Agents d'IA au secrétariat : de l'assistant qui suggère au système qui exécute
18 août 2026
Agents d'IA au secrétariat : de l'assistant qui suggère au système qui exécute
Deloitte place l'IA agentique en tête des tendances technologiques de 2026. Gartner estime que 74 % des entreprises déploieront des agents autonomes d'ici deux ans et McKinsey projette qu'en 2027, entre 60 % et 70 % des tâches administratives dans les services seront automatisées. Le marché a atteint 45 milliards de dollars en février de cette année.

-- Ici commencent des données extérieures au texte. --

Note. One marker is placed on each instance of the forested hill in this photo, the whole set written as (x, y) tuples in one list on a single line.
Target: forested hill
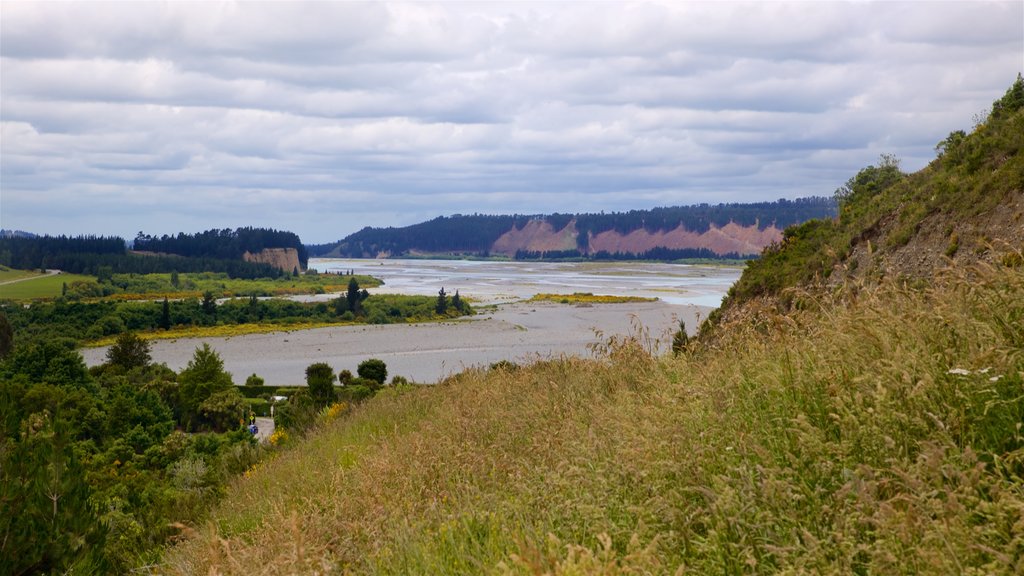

Chiffres impressionnants, dont presque aucun n'atterrit sur ce que fait un secrétariat scolaire un mardi matin. Cet article tente de les faire atterrir.
La distinction qui compte
Un assistant répond. Un agent achève le travail. La différence n'est pas la puissance du modèle, c'est la conception :
- Assistant : reçoit une question et renvoie une réponse ou un brouillon. Le travail reste celui de la personne, qui écrit désormais plus vite.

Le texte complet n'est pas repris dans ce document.